Eigenlijk vertelt een kleine scène aan het einde van de film het gehele verhaal van Dirk Kuijt. Nadat hij zijn derde doelpunt heeft gescoord in Feyenoords kampioenswedstrijd, zoekt Dirk met ontbloot bovenlijf de cornervlag weer op, die hij even daarvoor enthousiast in de lucht heeft gestoken. Hij zet hem terug op zijn plek, trekt zijn shirt weer aan en incasseert vervolgens begripvol de verplichte gele kaart.

Keurige jongen, die Dirk Kuijt. De Joris Goedbloed van het Nederlandse voetbal. Een man die trouw is gebleven aan zijn vrienden van vroeger, voor iedere fan een vriendelijk woordje heeft en in de Bijbel leest voor de wedstrijd. Een man ook met, en dat zou je misschien niet verwachten, een echte voetbalvrouw.

Gertrude Kuijt is de blikvanger van Kuyt (69 min), de documentaire die Deborah van Dam maakte over de oud-international die afgelopen zomer zijn kicksen aan de wilgen hing. Waar Dirk zelf vaak wat vlak blijft, maakt Gertrude van haar hart geen moordkuil.
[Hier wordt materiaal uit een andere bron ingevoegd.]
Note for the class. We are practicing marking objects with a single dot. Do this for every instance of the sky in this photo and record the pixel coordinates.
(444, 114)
Terwijl hij bijvoorbeeld op beschaafde wijze mokt als ie op de reservebank belandt, doet zij daarover luidkeels haar beklag op de tribune.

Slechts een enkele keer laat de hoofdpersoon zich echt in zijn ziel kijken, bijvoorbeeld als hij vertelt over zijn vader, die slechts een beperkt deel van zijn carrière mocht meemaken. Dan blijkt Dappere Dirk Met De Roestvrijstalen Glimlach, die bijna twintig jaar voor volk en vaderland heeft gestreden, ineens ook maar een gewone, kwetsbare jongen.

Deze film moet het echter niet van groot menselijk drama hebben – ook omdat Feyenoord en zijn aanvoerder alsnog die felbegeerde landstitel in de wacht sleepten. Deborah van Dams Kuyt is vooral een alleraardigst kijkje in het leven achter de wedstrijd, waarbij Dirk en zijn entourage letterlijk alles uit de kast halen, ‘You Never Walk Alone’-T-shirts bijvoorbeeld, om die allerlaatste grote prijs veilig te stellen.